Beat: used to describe both a literary and lifestyle movement popular among a group of post-World War II American writers, including Allen Ginsberg and Jack Kerouac. Beat writers concerned themselves with a rejection of materialism and capitalism, as well as an exuberant, unexpurgated means of expression and being.

Free verse: a form of poetry that refrains from consistent meter patterns, rhyme, or any other musical pattern.

Manifest destiny: the 19th century American belief that the United States was destined to expand across the North American continent.

Modernist poetry: refers to poetry written between 1890 and 1950 in the tradition of modernist literature in the English language. The questions of impersonality and objectivity seem to be crucial to Modernist poetry. Modernism developed out of a tradition of lyrical expression, emphasizing the personal imagination, culture, emotions and memories of the poet. For the modernists, it was essential to move away from the merely personal towards an intellectual statement that poetry could make about the world.
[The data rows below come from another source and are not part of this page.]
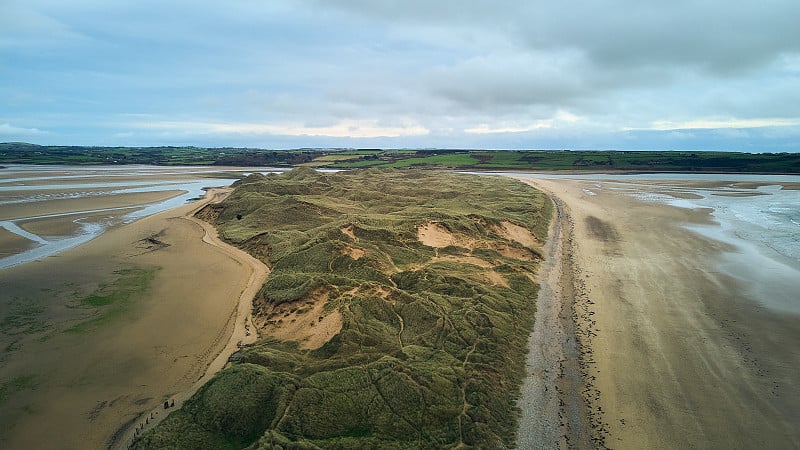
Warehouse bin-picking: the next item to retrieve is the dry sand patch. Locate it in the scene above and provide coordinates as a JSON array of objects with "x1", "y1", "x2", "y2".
[
  {"x1": 256, "y1": 290, "x2": 343, "y2": 350},
  {"x1": 342, "y1": 245, "x2": 367, "y2": 260},
  {"x1": 494, "y1": 220, "x2": 541, "y2": 247},
  {"x1": 417, "y1": 222, "x2": 456, "y2": 248},
  {"x1": 339, "y1": 225, "x2": 358, "y2": 242},
  {"x1": 529, "y1": 180, "x2": 800, "y2": 449}
]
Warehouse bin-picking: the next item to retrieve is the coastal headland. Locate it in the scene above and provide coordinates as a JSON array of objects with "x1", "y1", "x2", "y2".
[{"x1": 0, "y1": 169, "x2": 800, "y2": 449}]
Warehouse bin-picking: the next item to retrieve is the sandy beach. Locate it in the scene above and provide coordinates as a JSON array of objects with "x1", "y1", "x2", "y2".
[
  {"x1": 521, "y1": 179, "x2": 800, "y2": 449},
  {"x1": 0, "y1": 193, "x2": 266, "y2": 449}
]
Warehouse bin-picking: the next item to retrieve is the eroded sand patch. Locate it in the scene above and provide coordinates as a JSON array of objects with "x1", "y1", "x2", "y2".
[
  {"x1": 417, "y1": 222, "x2": 456, "y2": 248},
  {"x1": 342, "y1": 245, "x2": 367, "y2": 260},
  {"x1": 493, "y1": 220, "x2": 540, "y2": 247},
  {"x1": 339, "y1": 225, "x2": 358, "y2": 242},
  {"x1": 259, "y1": 290, "x2": 343, "y2": 350}
]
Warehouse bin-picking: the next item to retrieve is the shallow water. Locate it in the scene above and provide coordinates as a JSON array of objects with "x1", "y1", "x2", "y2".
[
  {"x1": 502, "y1": 173, "x2": 800, "y2": 314},
  {"x1": 0, "y1": 165, "x2": 281, "y2": 270}
]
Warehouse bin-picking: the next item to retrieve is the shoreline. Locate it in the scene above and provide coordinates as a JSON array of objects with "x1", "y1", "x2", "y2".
[
  {"x1": 523, "y1": 179, "x2": 800, "y2": 449},
  {"x1": 108, "y1": 188, "x2": 269, "y2": 450},
  {"x1": 0, "y1": 188, "x2": 268, "y2": 449}
]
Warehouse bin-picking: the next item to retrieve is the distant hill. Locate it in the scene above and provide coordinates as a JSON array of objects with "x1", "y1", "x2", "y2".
[{"x1": 0, "y1": 142, "x2": 800, "y2": 174}]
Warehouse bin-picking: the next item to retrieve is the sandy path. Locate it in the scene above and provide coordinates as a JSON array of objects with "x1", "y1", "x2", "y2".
[{"x1": 528, "y1": 180, "x2": 800, "y2": 449}]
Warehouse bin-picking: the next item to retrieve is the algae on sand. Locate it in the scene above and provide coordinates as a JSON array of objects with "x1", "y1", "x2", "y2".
[{"x1": 137, "y1": 169, "x2": 552, "y2": 448}]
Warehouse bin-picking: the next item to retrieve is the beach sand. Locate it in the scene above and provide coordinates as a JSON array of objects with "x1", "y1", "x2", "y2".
[
  {"x1": 0, "y1": 188, "x2": 266, "y2": 449},
  {"x1": 523, "y1": 179, "x2": 800, "y2": 449}
]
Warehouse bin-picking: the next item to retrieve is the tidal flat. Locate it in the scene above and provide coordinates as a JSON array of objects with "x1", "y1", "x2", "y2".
[{"x1": 137, "y1": 169, "x2": 552, "y2": 448}]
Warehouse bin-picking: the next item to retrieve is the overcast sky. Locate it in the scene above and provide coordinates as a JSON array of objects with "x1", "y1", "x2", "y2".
[{"x1": 0, "y1": 0, "x2": 800, "y2": 152}]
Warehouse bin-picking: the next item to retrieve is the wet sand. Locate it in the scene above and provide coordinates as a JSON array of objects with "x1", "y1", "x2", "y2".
[
  {"x1": 520, "y1": 179, "x2": 800, "y2": 449},
  {"x1": 0, "y1": 193, "x2": 268, "y2": 449}
]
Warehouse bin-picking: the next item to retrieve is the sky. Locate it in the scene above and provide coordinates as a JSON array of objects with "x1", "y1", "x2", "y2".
[{"x1": 0, "y1": 0, "x2": 800, "y2": 152}]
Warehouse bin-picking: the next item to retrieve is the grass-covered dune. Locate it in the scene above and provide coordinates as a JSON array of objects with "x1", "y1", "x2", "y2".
[{"x1": 138, "y1": 169, "x2": 552, "y2": 449}]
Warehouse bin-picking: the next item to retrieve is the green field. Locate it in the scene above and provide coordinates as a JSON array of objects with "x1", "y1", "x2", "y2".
[
  {"x1": 137, "y1": 169, "x2": 552, "y2": 449},
  {"x1": 0, "y1": 143, "x2": 800, "y2": 173}
]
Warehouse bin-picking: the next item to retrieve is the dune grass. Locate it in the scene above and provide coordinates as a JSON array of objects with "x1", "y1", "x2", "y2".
[{"x1": 137, "y1": 168, "x2": 552, "y2": 449}]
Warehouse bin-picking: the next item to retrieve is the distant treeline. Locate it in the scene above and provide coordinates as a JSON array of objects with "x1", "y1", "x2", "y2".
[{"x1": 0, "y1": 143, "x2": 800, "y2": 173}]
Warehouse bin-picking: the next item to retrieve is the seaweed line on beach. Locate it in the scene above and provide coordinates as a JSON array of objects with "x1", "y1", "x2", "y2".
[{"x1": 551, "y1": 195, "x2": 610, "y2": 449}]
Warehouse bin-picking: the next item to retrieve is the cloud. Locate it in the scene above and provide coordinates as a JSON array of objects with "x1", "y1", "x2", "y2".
[
  {"x1": 0, "y1": 0, "x2": 800, "y2": 148},
  {"x1": 648, "y1": 119, "x2": 800, "y2": 131}
]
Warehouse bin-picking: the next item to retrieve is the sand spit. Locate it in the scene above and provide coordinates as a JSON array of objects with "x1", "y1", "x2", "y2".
[
  {"x1": 519, "y1": 179, "x2": 800, "y2": 449},
  {"x1": 0, "y1": 188, "x2": 266, "y2": 449},
  {"x1": 109, "y1": 189, "x2": 269, "y2": 449}
]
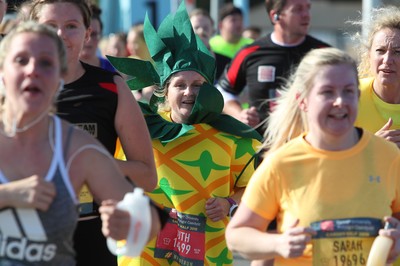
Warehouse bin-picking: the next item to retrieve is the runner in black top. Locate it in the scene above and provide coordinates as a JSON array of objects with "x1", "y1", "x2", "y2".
[
  {"x1": 218, "y1": 0, "x2": 329, "y2": 133},
  {"x1": 219, "y1": 34, "x2": 329, "y2": 123}
]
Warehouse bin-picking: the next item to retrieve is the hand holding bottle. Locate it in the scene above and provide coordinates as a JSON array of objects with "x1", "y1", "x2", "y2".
[{"x1": 107, "y1": 188, "x2": 151, "y2": 257}]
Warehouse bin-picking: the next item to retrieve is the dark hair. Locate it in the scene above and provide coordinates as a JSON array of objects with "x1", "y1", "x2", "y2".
[
  {"x1": 90, "y1": 4, "x2": 103, "y2": 32},
  {"x1": 265, "y1": 0, "x2": 286, "y2": 14},
  {"x1": 29, "y1": 0, "x2": 92, "y2": 28},
  {"x1": 189, "y1": 8, "x2": 214, "y2": 26},
  {"x1": 219, "y1": 3, "x2": 243, "y2": 22}
]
Romanticism: a reaction to the Industrial Revolution, it was also a revolt against aristocratic social and political norms of the Age of Enlightenment and a reaction against the scientific rationalization of nature. The movement validated strong emotion as an authentic source of aesthetic experience, placing new emphasis on such emotions as trepidation, horror and terror, and awe—especially that which is experienced in confronting the sublimity of untamed nature and its picturesque qualities, both new aesthetic categories.